Brett Polaski, a first-year graduate student in the Occupational Therapy Doctorate Program, received the Benjamin Franklin Lever Tuition Fellowship.

This highly competitive award is given to qualified students who reflect the university’s commitment to academics and diversity.

Polaski graduated with a bachelor’s degree in public relations from the University of Louisiana at Lafayette in 2014. He first moved to northwest Arkansas to work as a medical device sales representative, but he decided that he would be happier in health care.

“I wanted to have the ability to directly influence the lives of others,” he said. “I’ve always been the type to put others first, and when I stumbled upon occupational therapy I realized that it ticks a lot of the boxes when it comes to what I believe in.

“I believe that as human beings we should all have the same opportunities and access to the things that make us unique and bring us fulfillment, health and well-being in our lives.”

Occupational therapy helps improve the lives of people of all abilities and backgrounds, he said. “I am passionate about creating a more inclusive and equitable world, starting with my community, and I believe my occupational therapy degree will provide me with the tools to achieve this goal,” he added.

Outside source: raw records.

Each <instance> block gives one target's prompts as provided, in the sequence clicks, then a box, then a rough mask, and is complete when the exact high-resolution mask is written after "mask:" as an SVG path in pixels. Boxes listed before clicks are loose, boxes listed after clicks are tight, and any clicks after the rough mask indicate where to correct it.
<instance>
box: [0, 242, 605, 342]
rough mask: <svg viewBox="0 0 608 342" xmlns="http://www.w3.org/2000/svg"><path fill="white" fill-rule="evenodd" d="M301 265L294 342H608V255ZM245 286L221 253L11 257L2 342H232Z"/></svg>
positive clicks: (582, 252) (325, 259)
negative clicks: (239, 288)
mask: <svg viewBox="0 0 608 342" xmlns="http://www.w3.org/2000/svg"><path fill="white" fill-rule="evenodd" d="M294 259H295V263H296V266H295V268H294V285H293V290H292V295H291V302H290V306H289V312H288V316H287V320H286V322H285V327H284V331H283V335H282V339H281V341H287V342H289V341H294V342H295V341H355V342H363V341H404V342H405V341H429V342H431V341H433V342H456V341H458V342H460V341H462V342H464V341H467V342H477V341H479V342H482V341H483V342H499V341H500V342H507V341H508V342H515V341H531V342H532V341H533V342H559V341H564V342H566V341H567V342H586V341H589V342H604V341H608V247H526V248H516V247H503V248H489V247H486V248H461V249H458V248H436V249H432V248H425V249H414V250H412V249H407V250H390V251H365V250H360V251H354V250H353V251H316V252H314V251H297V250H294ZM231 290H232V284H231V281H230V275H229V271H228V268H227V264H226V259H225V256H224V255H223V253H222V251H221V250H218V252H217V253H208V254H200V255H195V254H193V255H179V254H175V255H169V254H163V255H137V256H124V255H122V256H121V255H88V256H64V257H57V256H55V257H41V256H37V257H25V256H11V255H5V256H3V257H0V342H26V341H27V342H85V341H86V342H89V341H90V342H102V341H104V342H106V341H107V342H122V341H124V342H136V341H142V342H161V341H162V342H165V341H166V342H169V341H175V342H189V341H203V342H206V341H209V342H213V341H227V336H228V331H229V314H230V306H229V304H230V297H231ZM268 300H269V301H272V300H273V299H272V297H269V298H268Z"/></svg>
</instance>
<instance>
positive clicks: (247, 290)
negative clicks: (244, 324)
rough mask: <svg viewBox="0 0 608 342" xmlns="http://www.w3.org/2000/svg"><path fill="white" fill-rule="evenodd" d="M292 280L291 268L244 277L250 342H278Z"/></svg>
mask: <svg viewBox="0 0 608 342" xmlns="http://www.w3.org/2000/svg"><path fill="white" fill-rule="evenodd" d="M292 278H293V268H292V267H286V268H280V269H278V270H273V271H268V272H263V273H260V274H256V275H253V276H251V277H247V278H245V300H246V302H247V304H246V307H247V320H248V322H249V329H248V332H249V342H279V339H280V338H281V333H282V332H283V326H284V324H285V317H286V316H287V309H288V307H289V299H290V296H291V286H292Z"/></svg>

The Occupational Therapy Doctorate Program is jointly offered by the U of A College of Education and Health Professions and the University of Arkansas College of Health Professions for Medical Sciences and UAMS Northwest Campus at Fayetteville.

Polaski is a regular volunteer and treasurer of a local nonprofit organization, Achilles Arkansas. The organization’s mission is to “promote the health and well-being of individuals of all abilities by running, walking, rolling or by any other means necessary,” he said.

Volunteers help raise funds to purchase suitable sports equipment such as handbikes, prostheses and braces, and to cover race registration fees. The organization holds weekly meetings at Lake Fayetteville to provide a physically active, fun and inclusive environment for everyone. “This organization has been a big part of my life for the past two years and is very much in line with my goals as a future occupational therapist,” said Polaski.

Polaski called the Benjamin Franklin Lever Tuition Award a life-changing and said it would allow him to pursue opportunities for others that would previously have been out of reach after graduation.

“Representing approximately 10% of men in the field of occupational therapy, I intend to promote the profession to people of all genders, races and ethnicities to better meet the needs of the diverse populations that we will one day serve. as clinicians. ” he said.

About Benjamin Franklin Levier: A native of Pine Bluff, Lever was the first African American student to graduate from the Fayetteville campus. After graduating from the Tuskegee Institute in 1938, he obtained a Master of Science in Agronomy in 1951, a Master of Education in Educational Administration in 1955, and an Advanced Studies Diploma in 1964, all from the U of A.

Lever has taught at Arkansas AM&N College (now the University of Arkansas at Pine Bluff), was principal of several Arkansas public schools, and dean of Shorter College. He died in 1980.